Presentava gli spettacoli in sardo e film americani sbagliando la pronuncia dei nomi degli attori stranieri. I protagonisti diventavano persone di facili costumi, da Tyrone Power a "tiraddu e poni", da Rita Hayworth a "Rita Egua", ascoltare le sue grida era già uno spettacolo.

A 19 anni partii a Genova per aggiornare il mestiere con una valigia con i miei abiti semplici ma ben due cappelli. Andai a pensione da mio cugino Mariano che era sposato con Barina a cui davo tutto lo stipendio per dormire e per mangiare ma non mi piaceva perché faceva sempre la minestra di patate, allora facevo gli straordinari per guadagnare di più e procurarmi roba da mangiare, da leggere, uscire con le ragazze. Dopo poco tempo diventai capo operaio, eravamo in otto, era un negozio di scarpe grandissimo e il proprietario aveva fatto un soppalco per metterci la calzoleria, il soffitto era così basso che un tipo arrivava a sfiorarlo con la testa, c'era anche una piccola finestra che non si poteva aprire tutta, ti arrori su fragu de gussu logu!
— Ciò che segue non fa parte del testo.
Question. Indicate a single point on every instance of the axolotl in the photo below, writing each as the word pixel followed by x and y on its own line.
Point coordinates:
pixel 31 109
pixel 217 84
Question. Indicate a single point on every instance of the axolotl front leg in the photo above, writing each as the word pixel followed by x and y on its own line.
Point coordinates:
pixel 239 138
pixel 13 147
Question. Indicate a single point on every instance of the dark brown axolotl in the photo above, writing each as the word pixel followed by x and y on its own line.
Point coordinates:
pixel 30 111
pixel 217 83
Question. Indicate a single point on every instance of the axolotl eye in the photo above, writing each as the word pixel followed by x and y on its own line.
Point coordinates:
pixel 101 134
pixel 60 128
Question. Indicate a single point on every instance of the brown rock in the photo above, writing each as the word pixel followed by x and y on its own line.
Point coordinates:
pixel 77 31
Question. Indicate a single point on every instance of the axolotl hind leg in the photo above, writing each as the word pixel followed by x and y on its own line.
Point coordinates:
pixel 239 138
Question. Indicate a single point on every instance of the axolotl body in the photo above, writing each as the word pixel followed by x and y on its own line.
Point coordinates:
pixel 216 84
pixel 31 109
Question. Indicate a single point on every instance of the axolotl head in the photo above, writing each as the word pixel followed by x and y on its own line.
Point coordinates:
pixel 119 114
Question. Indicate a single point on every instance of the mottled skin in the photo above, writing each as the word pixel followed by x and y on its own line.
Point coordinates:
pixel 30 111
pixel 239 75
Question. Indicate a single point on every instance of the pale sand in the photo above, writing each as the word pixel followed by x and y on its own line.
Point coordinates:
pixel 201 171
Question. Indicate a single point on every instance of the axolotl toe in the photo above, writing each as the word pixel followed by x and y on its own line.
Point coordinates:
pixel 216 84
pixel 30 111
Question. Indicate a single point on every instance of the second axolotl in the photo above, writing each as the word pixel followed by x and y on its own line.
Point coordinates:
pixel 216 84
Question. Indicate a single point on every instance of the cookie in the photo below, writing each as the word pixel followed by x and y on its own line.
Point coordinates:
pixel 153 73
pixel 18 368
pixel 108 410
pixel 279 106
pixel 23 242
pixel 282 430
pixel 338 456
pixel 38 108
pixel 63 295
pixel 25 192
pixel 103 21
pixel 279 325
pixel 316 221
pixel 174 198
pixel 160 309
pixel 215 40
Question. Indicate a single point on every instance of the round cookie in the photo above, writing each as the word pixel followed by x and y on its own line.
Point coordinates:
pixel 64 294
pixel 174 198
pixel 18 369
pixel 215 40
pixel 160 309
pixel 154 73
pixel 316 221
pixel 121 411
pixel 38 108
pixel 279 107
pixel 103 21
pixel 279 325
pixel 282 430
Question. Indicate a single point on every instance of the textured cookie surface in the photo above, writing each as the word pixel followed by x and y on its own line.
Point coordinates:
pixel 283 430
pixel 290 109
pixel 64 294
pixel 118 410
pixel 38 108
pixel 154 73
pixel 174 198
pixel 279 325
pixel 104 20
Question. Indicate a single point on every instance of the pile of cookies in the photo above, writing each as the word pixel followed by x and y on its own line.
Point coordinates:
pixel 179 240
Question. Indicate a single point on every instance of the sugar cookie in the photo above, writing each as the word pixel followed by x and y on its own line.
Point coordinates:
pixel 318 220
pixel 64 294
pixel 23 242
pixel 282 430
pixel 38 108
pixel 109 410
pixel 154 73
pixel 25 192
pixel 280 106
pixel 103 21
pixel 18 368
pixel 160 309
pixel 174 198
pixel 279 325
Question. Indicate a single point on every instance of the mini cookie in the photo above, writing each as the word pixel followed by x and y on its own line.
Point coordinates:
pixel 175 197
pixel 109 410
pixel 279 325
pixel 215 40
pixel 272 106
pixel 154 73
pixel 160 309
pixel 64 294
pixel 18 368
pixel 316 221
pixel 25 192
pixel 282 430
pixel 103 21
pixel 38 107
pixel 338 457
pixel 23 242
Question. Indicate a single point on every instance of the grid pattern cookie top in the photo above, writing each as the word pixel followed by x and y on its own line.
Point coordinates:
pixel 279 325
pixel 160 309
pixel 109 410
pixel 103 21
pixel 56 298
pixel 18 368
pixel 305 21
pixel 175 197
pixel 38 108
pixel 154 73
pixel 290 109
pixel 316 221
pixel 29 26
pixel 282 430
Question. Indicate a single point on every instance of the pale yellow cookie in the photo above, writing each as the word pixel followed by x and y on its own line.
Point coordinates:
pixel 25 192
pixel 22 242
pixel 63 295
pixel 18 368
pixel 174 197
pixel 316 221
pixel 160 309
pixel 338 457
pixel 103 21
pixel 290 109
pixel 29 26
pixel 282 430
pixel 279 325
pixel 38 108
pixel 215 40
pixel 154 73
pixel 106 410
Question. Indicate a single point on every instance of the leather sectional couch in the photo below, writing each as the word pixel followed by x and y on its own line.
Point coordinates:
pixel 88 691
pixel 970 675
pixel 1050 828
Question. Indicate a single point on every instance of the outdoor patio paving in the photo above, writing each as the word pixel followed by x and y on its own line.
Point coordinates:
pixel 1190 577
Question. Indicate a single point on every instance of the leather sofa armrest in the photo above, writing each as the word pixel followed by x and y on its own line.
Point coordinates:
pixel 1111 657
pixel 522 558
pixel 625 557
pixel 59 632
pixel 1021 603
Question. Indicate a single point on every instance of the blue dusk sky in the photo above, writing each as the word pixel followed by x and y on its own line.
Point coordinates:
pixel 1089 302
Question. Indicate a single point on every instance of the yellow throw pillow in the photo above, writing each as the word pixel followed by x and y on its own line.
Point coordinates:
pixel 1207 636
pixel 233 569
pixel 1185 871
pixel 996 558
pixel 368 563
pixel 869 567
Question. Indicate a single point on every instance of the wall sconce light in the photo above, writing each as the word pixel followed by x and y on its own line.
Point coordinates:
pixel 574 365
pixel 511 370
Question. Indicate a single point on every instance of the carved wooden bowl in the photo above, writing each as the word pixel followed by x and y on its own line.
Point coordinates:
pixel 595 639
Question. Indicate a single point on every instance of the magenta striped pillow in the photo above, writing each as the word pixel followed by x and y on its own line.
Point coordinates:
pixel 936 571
Tornato in paese aprii subito una calzoleria moderna; con tutti gli strumenti più avanzati, avevo l'incarico di fare le scarpe per tutti gli operai della miniera, gliene spettava un paio all'anno e poi le aggiustavo naturalmente. Avevo tanto lavoro e avevo dovuto prendere dei ragazzi ad aiutarmi, più giovani di me, che volevano imparare il mestiere.
Io ero scapolo e mi facevo da mangiare, pulivo, tutto io facevo, per non lavare la pentola ogni giorno cucinavo le pietanze una dopo l'altra così che il minestrone aveva sapore di pasta col sugo e così via. Quando cucinavo i ragazzi sentivano il profumo e avevano preso l'abitudine di mangiare con me, facevo certi sughetti! Mettevo una scatoletta di Simmenthal nel sugo di pomodoro, si scioglieva la gelatina e dava un sapore alla pasta, Gesù Cristu miu, ta cosa bella!
 I ragazzi dovevano lavare i piatti, erano tre: scrivevo il loro nome su un foglietto e si tirava a sorte ma dopo un po' cominciai a scrivere sempre lo stesso nome e quindi toccava sempre ad uno ma siccome qussu fiada unu pagu tontu, sciadau, non pensò mai di controllare gli altri foglietti.